Entre las características están las cosechas más tempranas, pieles mucho más gruesas por el sol y la lluvia, y una uva más carnosa en las variedades de Garnacha, Syrah, Chardonay y País.
En 1866, los sacerdotes franceses Kaspar Zumbohm y Theodore Escolan arribaron a la isla de Pascua cargados de diversas flores y plantas para ampliar la primera misión, establecida meses antes por el navegante y tratante de esclavos Jean Baptiste Dutrou-Bornie.
Entre ellas, varias vides provenientes de Europa pensadas para la elaboración de vino de misa, que nunca cosecharon y que crecieron silvestres, olvidas en los frondosos jardines volcánicos que separan las miles de cuevas que horadan la isla.
Hasta que en 2008, José Mingo, un industrial del vino con años de experiencia en las mejores viñas de Chile, las vio asomar entre los cráteres, junto a una hilera de moais derrumbados, y albergó un sueño se ha convertido en realidad una década después gracias a la tenacidad, la experimentación y sobre todo, al sentimiento: Manutahi, el primer vino cultivado, cosechado y embotellado en esta solitaria isla polinesia, considerada el ombligo del planeta.
«Ahí empezó este gran sueño de hacer un vino en Rapa Nui», asegura junto a su socio, José Tuki, el agricultor que a la teoría de su tocayo suma los secretos ancestrales de una tierra rica en minerales, un agua escasa y unos vientos muy húmedos.
«Nace con dos ideas, una de hacer el primer vino en la isla con el manejo agrícola de los Rapa Nui, y dos, producir un vino para los rapanui, para la gente, y que eso después contamine al resto de las comunidades como una alternativa agrícola sustentable», explica a Efe Mingo, que por primera vez abre el viñedo a la prensa.
Obsesionados por la idea, «los dos josés» emprendieron una senda sin destino definido: Mingo envió muestras de las cepas traídas por los misioneros a la Universidad de Tenerife, isla española volcánica también productora de vino, para desentrañar su material genético.
Y Tuki abrió sitio entre piñas, paltas, mangos y otros frutales de su pequeño terreno para colocar hileras de estacas solitarias con brotes de vid, sin alambre que las uniera, como se hacía en tiempos pretéritos.
Además, imaginó un sistema de cisternas para recoger el agua de lluvia, nutrida con peces de los cráteres; introdujo el riego por goteo -una novedad en la isla, con problemas de sequía- y confió en las algas que crecen en el litoral del Pacífico como sustrato para una tierra vegetal que descansa sobre un lecho de lava.
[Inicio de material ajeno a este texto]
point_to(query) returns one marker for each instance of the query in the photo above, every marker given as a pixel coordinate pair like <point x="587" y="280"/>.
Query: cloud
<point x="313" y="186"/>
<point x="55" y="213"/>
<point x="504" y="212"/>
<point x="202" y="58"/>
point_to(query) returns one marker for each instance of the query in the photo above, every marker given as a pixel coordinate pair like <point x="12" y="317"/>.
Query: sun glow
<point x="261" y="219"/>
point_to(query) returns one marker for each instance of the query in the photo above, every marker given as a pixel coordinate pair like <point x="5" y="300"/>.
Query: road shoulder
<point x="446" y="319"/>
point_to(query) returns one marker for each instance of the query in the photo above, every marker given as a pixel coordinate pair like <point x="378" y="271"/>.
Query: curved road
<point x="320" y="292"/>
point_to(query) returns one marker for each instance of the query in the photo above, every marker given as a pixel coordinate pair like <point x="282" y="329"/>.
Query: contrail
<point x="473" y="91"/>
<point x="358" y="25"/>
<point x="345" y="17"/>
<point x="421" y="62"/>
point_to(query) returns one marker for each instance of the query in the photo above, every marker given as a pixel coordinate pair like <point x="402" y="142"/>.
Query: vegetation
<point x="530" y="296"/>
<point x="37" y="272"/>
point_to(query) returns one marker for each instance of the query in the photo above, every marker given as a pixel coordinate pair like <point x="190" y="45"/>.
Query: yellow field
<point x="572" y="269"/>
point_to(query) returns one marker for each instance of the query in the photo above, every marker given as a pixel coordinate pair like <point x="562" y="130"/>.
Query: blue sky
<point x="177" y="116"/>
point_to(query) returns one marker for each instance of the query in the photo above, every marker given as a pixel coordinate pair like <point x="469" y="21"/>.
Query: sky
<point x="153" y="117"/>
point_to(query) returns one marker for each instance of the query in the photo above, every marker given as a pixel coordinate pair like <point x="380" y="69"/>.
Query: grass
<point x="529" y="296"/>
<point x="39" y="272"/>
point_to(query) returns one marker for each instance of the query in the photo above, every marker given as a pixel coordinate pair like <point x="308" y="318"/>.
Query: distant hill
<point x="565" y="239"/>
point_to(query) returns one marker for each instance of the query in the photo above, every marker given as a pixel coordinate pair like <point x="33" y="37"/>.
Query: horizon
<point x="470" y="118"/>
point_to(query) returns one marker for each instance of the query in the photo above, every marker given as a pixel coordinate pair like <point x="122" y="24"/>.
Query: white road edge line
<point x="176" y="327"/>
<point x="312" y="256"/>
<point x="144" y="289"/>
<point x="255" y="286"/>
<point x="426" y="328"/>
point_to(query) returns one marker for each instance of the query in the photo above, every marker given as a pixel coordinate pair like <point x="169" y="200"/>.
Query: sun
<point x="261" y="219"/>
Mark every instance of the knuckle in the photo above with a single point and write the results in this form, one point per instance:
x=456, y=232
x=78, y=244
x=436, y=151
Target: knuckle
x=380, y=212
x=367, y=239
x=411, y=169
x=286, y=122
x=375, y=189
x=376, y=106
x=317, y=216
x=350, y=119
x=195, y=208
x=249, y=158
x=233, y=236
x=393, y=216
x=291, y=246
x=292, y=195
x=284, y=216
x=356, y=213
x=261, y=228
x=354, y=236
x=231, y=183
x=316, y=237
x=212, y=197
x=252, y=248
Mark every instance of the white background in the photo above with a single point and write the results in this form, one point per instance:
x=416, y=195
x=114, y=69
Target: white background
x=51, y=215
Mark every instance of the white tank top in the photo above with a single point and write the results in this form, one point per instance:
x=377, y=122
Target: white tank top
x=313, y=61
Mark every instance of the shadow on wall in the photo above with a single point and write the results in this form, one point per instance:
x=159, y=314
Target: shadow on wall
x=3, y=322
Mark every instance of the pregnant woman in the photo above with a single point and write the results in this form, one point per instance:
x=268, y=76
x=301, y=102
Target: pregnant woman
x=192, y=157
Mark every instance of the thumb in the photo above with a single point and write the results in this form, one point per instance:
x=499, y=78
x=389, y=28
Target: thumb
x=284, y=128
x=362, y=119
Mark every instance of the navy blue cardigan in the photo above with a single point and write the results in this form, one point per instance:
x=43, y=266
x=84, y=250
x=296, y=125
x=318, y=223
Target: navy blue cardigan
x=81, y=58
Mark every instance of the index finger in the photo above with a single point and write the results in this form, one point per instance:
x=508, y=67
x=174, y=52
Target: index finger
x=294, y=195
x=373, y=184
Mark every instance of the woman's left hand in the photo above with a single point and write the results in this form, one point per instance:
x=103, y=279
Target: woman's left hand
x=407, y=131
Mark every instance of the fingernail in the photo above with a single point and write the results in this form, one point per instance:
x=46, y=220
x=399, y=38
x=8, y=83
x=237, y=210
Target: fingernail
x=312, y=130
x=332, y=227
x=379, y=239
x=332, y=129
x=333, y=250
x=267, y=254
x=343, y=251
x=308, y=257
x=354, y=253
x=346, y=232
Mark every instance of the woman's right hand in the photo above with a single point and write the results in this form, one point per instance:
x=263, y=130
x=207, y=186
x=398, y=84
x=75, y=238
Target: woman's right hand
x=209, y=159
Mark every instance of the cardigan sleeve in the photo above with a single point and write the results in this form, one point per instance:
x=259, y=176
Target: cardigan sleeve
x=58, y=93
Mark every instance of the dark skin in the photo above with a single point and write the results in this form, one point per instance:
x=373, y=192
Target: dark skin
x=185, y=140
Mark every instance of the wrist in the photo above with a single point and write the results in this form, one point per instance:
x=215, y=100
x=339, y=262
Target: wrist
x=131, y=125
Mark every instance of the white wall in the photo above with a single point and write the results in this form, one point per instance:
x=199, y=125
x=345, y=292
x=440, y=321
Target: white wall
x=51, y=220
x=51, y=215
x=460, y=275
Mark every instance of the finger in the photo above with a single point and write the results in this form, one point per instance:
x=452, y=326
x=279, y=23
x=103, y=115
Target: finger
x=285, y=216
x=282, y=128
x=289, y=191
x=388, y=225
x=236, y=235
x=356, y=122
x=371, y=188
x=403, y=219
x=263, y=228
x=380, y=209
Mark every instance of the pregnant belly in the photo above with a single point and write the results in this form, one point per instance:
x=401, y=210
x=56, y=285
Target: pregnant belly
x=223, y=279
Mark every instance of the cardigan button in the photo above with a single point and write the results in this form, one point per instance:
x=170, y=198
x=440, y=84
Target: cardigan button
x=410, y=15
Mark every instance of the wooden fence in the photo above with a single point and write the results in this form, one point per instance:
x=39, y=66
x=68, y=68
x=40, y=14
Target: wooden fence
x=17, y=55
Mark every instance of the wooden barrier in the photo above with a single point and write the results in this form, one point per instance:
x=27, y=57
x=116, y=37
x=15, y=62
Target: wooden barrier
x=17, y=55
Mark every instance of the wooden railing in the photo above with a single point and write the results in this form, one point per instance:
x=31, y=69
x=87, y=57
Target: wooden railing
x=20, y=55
«El año pasado hicimos una vendimia muy dificultosa porque estábamos en pandemia. Además, gran parte de los racimos se los comieron los pollos polinesios, cosa que nunca habían visto. Al final salieron diez litros, estas cuatro botellas que atesoramos como material para futuras generaciones», señala Mingo.
Una pequeña victoria -aún no descorchada- devenida en la semilla de una fantasía hecha realidad: este año esperan recolectar 250 kilogramos de uva de diferentes clases y producir las primeras 250 botellas de Manutahi, palabra rapanui que significa «el primer pájaro» y que tiene un hondo significado sentimental para ambos.
«Queremos ver qué variedad va mejor para lograr vino de un nivel aceptable, un buen nivel y después ir cada vez mejorando en la medida que las plantas maduran», señala Mingo mientras Tuki mira la tierra ennegrecida que limpia cada día, sin pesticidas ni otros químicos, a golpe de azada y de callo.
«La característica en esta isla es el suelo, el agua. Hay que tener agua porque es una tierra vegetal muy pobre. Me di cuenta de que la dorada que está abajo de esta negrita era que conserva mucho más la humedad», explica Toki, quien insiste en la idea de legado.
«Mis ancestros esperan que la generaciones futuras podamos aportar algo a esta isla. Creo que esto es historia», subraya.
A la pasión de Mingo y la sabiduría de Tuki les pone técnica Marcelo Lorca, ingeniero agrícola procedente del sur de Chile, que supervisa un proceso que tiene mucho de experimento científico.
«El potencial que podemos tener en la isla es muy distinto al comportamiento de la misma variedad en una zona de clima mediterráneo. Por lo tanto el desarrollo futuro va por dos líneas: el trabajo de las cepas ancestrales y la introducción de materiales sanos de origen francés y español. Hay mucho que experimentar, que descubrir, que investigar», afirma Lorca.
Cosechas más tempranas, pieles mucho más gruesas por el sol y la lluvia, y una uva más carnosa en las variedades de Garnacha, Syrah, Chardonay y País que apuntan a un vino producido con corazón y vocación de perdurar, como los misteriosos moais que susurran y protegen este pedazo de tierra en medio del Pacífico.